🤖 AI Summary
This work addresses the challenge of characterizing the influence of individual training samples across the iterative steps of recurrent Transformers, a capability lacking in existing data influence estimation methods. To this end, the authors propose Step-Decomposed Influence (SDI), which unfolds the recurrent computation graph to decompose data influence at each inference step. By integrating the TracIn framework with TensorSketch approximation, SDI avoids explicit per-sample gradient computation, enabling efficient and scalable fine-grained attribution. Experiments demonstrate that SDI achieves high accuracy and strong scalability on recurrent GPT models and algorithmic reasoning tasks, facilitating multi-dimensional interpretability analyses of the internal reasoning dynamics within recurrent architectures.
📝 Abstract
We study how individual training examples shape the internal computation of looped transformers, where a shared block is applied for $\tau$ recurrent iterations to enable latent reasoning.
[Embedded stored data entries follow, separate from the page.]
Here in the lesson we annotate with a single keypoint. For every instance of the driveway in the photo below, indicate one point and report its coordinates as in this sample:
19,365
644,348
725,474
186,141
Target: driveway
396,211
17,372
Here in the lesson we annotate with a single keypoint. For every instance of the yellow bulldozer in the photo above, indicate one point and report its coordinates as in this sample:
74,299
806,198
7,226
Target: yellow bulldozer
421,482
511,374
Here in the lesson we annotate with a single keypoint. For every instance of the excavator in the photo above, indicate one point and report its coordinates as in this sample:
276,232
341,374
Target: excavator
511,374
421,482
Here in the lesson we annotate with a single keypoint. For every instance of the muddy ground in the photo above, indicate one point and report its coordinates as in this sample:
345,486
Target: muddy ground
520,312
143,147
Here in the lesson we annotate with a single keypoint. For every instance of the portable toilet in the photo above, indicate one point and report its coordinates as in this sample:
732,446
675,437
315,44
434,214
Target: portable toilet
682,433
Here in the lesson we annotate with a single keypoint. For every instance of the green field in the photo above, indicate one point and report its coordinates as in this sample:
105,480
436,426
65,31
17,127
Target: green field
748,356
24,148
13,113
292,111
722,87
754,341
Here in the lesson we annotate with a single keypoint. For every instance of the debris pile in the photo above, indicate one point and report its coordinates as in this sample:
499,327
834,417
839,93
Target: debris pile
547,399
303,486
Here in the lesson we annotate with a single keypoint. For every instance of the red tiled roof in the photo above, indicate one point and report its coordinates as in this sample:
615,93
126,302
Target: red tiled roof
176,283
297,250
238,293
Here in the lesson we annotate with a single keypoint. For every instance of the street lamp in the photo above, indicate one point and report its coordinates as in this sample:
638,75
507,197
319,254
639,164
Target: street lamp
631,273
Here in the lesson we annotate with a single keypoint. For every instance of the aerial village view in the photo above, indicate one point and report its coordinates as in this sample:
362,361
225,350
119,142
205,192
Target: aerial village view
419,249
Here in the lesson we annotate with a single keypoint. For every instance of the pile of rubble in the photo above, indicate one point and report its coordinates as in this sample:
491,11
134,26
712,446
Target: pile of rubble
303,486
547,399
Existing training-data influence estimators such as TracIn yield a single scalar score that aggregates over all loop iterations, obscuring when during the recurrent computation a training example matters. We introduce \textit{Step-Decomposed Influence (SDI)}, which decomposes TracIn into a length-$\tau$ influence trajectory by unrolling the recurrent computation graph and attributing influence to specific loop iterations. To make SDI practical at transformer scale, we propose a TensorSketch implementation that never materialises per-example gradients. Experiments on looped GPT-style models and algorithmic reasoning tasks show that SDI scales excellently, matches full-gradient baselines with low error and supports a broad range of data attribution and interpretability tasks with per-step insights into the latent reasoning process.